Ternyata, menurut dia, di pangung politik seorang politikus tak harus bermodal popularitas dan paras cantik, tapi juga paham intrik. Lantaran intrik itulah, kata Nurul, ia terpental masuk parlemen. "Waktu itu banyak intrik," kata istri Mayong Suryolaksono ini. Sekarang pun intrik politik itu masih banyak. "Tapi, saya sudah matang dan pintar membawa diri," kata Nuru
Nurul mengaku sudah siap dengan persaingan antarcalon di dalam partai maupun dari luar partai yang jumlahnya berjibun. Nurul mengibaratkan, "Pemilu kali ini paling kapitalistik dan membutuhkan banyak modal," katanya tanpa mau menyebut berapa duit yang digelontorkan untuk bosa menjadi calon legislator Partai Golkar.
Ia tercatat sebagai calon untuk daerah pemilihan Jawa Barat 7, yang mewakili Purwakarta, Karawang, dan Bekasi. Ditemui di arena persiapan Rapat Pimpinan Nasional Partai Golkar di Jakarta Convention Center Jakarta, Nurul sibuk dalam seksi hiburan.
Sewaktu masih bocah, ia tak pernah bercita-cita jadi artis. Ia terlahir bukan dari keluarga seniman. Ayahnya, Mohammad Jusuf Arifin, anggota TNI Angkatan Darat. Ibunya, Annie Arifin, ibu rumah tangga biasa. Kesembilan kakaknya tidak ada yang terjun di dunia seni, apalagi film. Demikian pula adik satu-satunya. “Waktu kecil saya bercita-cita jadi ahli hukum,” ujar Nurul.
Selepas kelas dua SMA, 1984, Nurul malah jadi foto model. Pernah terpilih sebagai Gadis Logo 1982 dan Ratu Disko 1984. Lalu ia turut membintangi film Hati yang Perawan, disutradarai Chaerul Umam.

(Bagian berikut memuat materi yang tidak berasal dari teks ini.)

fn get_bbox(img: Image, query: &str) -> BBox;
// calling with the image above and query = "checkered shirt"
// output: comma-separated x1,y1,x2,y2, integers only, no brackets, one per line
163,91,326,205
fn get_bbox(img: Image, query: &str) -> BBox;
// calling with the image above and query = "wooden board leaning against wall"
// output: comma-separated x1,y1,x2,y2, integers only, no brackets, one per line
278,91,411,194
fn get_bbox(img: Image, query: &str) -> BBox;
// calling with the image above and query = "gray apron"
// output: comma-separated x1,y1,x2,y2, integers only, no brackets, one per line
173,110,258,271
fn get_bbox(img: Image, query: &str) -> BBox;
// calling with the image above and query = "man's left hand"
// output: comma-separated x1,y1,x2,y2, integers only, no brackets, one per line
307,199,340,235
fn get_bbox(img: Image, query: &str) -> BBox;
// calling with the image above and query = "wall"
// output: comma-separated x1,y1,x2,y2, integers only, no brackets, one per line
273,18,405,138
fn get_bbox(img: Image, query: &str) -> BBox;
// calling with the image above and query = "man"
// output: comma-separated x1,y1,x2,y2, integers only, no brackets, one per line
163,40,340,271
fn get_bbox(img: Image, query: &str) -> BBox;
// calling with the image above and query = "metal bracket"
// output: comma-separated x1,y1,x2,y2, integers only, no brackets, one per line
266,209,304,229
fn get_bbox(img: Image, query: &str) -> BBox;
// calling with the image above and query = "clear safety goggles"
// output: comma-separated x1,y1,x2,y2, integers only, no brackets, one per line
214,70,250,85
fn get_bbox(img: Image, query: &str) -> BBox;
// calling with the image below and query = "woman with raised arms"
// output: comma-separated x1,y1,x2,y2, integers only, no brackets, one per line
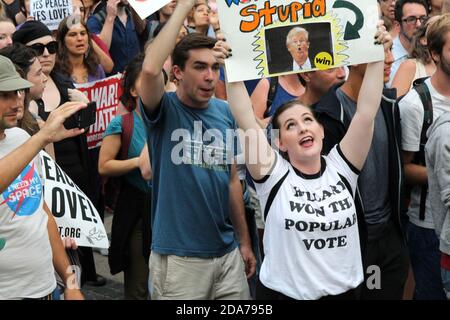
227,23,391,299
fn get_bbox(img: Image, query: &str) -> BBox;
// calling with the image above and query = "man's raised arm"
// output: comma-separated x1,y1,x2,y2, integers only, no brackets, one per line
141,0,195,115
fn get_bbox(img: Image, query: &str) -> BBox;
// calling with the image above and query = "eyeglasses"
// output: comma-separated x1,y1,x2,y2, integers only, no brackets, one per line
402,16,428,26
28,41,58,56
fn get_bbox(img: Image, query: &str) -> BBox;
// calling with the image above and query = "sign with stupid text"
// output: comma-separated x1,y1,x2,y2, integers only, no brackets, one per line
40,151,109,249
76,73,122,149
217,0,384,82
128,0,171,19
30,0,73,30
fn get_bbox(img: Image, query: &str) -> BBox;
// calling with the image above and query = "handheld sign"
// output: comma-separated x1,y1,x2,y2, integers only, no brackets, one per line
76,73,122,149
217,0,384,82
40,151,109,249
128,0,171,20
30,0,73,30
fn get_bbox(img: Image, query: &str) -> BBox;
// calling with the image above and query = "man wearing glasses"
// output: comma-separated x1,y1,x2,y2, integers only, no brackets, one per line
388,0,428,86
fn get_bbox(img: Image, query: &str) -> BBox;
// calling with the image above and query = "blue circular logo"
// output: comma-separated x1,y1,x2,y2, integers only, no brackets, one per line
0,163,43,216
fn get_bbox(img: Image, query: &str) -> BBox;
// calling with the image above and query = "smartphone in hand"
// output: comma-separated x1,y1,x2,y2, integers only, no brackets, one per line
76,101,97,129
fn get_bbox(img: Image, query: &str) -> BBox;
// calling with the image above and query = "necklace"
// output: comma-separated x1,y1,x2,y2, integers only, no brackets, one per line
295,163,323,191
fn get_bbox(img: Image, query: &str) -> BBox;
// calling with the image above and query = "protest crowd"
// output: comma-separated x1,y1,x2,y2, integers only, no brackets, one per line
0,0,450,300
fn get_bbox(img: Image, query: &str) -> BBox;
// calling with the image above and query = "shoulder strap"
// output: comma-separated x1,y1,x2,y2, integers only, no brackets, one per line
120,112,134,160
264,170,289,221
148,20,159,40
264,77,278,117
414,78,433,220
414,82,433,149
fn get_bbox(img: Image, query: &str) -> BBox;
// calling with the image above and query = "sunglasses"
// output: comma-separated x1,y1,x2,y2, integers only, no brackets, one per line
29,41,58,56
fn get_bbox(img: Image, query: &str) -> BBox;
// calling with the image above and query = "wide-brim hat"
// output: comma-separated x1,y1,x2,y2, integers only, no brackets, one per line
0,55,33,92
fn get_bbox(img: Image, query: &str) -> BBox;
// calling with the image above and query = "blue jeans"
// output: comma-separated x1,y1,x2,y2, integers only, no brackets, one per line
408,222,446,300
441,268,450,300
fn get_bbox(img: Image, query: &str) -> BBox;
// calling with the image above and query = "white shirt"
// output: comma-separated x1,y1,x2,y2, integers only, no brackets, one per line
292,58,311,71
399,79,450,229
255,147,363,299
0,128,56,300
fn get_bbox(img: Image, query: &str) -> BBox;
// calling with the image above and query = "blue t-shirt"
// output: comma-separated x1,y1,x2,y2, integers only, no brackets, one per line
103,111,150,193
87,11,140,75
141,92,237,257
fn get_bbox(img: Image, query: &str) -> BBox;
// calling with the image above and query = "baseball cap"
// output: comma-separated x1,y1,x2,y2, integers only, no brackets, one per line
0,55,33,92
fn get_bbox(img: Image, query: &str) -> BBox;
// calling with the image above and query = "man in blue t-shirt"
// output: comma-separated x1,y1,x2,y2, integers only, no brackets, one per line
140,0,256,299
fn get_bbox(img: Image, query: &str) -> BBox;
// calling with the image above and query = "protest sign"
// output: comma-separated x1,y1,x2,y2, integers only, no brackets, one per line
217,0,384,82
40,151,109,249
30,0,73,30
128,0,171,19
76,73,122,149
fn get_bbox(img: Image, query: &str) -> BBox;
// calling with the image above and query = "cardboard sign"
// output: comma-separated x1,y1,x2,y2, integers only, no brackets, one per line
76,73,122,149
217,0,384,82
40,151,109,249
128,0,171,20
30,0,73,30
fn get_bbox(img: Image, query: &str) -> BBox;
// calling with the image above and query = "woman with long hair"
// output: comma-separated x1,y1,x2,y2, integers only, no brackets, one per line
98,55,151,300
0,15,16,49
227,26,391,299
392,18,436,97
56,17,105,84
13,20,106,285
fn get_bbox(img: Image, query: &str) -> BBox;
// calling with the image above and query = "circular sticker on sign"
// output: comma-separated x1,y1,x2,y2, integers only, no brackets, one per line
314,51,333,70
0,164,43,216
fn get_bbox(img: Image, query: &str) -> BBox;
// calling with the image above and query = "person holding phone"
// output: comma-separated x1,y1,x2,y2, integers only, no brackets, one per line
13,20,106,285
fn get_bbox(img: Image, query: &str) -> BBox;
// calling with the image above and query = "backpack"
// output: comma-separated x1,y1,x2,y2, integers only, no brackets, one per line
103,112,134,211
399,77,433,220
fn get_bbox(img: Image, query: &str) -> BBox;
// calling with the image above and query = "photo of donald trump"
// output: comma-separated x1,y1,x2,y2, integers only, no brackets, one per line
286,27,314,71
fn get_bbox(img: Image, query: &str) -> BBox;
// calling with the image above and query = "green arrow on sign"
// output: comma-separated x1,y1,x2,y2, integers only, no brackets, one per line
333,0,364,40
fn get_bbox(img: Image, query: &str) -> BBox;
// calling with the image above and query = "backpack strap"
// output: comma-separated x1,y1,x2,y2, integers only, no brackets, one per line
264,77,278,118
120,112,134,160
414,78,433,220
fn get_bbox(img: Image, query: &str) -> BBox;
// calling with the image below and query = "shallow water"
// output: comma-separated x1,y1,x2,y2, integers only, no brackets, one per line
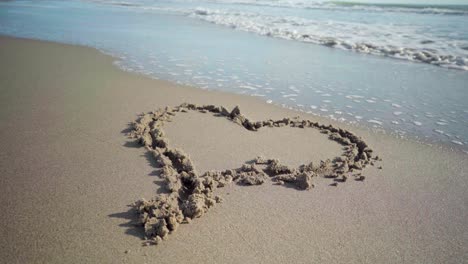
0,1,468,149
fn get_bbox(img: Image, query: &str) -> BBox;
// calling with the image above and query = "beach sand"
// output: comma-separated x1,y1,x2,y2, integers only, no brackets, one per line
0,37,468,263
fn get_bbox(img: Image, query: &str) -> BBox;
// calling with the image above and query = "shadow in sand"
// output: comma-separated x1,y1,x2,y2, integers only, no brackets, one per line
108,206,145,240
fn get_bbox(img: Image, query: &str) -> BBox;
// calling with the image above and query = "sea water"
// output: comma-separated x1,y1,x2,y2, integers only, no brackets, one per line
0,0,468,151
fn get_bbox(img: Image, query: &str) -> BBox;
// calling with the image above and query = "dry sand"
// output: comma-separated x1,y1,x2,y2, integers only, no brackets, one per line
0,37,468,263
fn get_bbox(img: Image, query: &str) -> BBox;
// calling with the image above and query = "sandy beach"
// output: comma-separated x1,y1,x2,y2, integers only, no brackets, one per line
0,37,468,263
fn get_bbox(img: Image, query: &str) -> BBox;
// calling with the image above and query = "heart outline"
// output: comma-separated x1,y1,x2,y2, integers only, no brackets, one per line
128,103,381,245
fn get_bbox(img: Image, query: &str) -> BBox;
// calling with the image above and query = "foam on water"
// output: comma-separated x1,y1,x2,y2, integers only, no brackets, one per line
0,1,468,151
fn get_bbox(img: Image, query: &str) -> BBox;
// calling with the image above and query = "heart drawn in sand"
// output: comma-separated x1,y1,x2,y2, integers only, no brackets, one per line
129,103,379,244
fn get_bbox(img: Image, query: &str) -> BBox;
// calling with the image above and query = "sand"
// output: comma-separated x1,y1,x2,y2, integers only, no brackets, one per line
0,37,468,263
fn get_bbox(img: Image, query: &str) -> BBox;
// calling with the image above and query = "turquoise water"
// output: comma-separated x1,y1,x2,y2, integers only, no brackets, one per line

Namanya melejit lewat perannya sebagai Kirana dalam film Naga Bonar, 1986, arahan sutradara M.T. Risyaf. Naga Bonar meraih enam Piala Citra pada Festival Film Indonesia (FFI) 1987. Tawaran main film pun terus membanjir. Pada FFI 1988, namanya masuk sebagai nominee lewat Istana Kecantikan.

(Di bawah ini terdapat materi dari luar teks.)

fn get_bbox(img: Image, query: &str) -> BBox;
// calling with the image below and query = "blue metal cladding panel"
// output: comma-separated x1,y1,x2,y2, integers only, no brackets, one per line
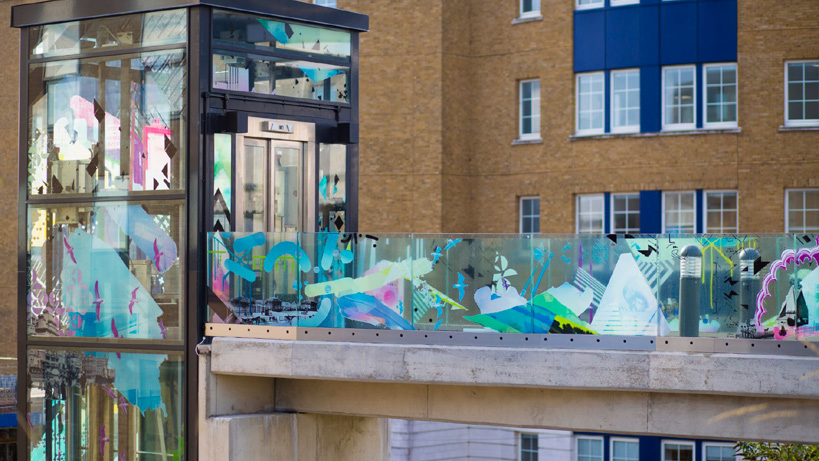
574,10,606,72
697,0,737,62
606,6,660,69
640,66,662,133
640,190,663,234
660,2,697,66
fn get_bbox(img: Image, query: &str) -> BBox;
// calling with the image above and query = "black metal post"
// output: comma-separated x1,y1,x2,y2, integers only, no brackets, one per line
680,245,702,338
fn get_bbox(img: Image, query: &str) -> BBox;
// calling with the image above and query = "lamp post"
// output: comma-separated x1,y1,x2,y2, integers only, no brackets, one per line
680,245,702,338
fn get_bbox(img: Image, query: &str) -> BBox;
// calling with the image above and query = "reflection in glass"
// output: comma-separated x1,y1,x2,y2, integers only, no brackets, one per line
213,10,351,60
27,201,185,341
28,51,186,195
213,54,350,103
318,144,347,232
26,349,185,461
29,9,187,58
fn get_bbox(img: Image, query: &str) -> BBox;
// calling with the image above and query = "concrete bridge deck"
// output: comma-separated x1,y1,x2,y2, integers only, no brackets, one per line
200,332,819,456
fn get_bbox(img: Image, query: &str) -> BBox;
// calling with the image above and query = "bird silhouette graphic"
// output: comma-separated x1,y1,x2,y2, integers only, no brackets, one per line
128,287,139,315
63,236,77,264
91,280,105,322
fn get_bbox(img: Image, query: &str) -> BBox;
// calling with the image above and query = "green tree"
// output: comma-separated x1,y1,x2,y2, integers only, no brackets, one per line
736,442,819,461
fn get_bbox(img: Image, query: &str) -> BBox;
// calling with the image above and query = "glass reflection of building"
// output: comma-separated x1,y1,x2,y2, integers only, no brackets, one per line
12,0,368,460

Ketika perfilman lesu, 1990-an, Nurul membintangi Surat untuk Bidadari garapan sutradara Garin Nugroho. Demi film tersebut, ia rela menghitamkan kulitnya yang putih dengan berjemur selama sepuluh hari. “Juga menghitamkan gigi dengan makan sirih pinang,” ujar Nurul. Karena ia berperan sebagai orang Sumba.
Saat televisi swasta bermunculan, Nurul pun panen. Sejumlah sinetron ia bintangi. Tak peduli tema ceritanya ecek-ecek atau bagus. Ia sukses berperan sebagai dokter Halimah di sinetron Kupu-Kupu Ungu produksi Persari Film. Tapi, kini setelah tujuh belas tahun berkecimpung di film dan sinetron, ia tinggal pilih: “Kalau mau main, ya, main. Kalau enggak, cari aktivitas lain.”
Sejak tahun 1997, Nurul aktivis pencegahan AIDS/HIV dan narkoba. Sejak tahun 1999, ia sering berbicara tentang kesetaraan gender. Maka, di samping kuliah di Fakultas Ilmu Sosial dan Politik Universitas Indonesia, Nurul sibuk menghadiri undangan ceramah sampai ke Merauke, Irian Jaya.
“Kadang ceramah tentang narkoba honornya cuma sajadah, atau tidak dibayar sama sekali,” kata Nurul, yang sudah bergelar hajah ini. Tapi ia mengaku senang.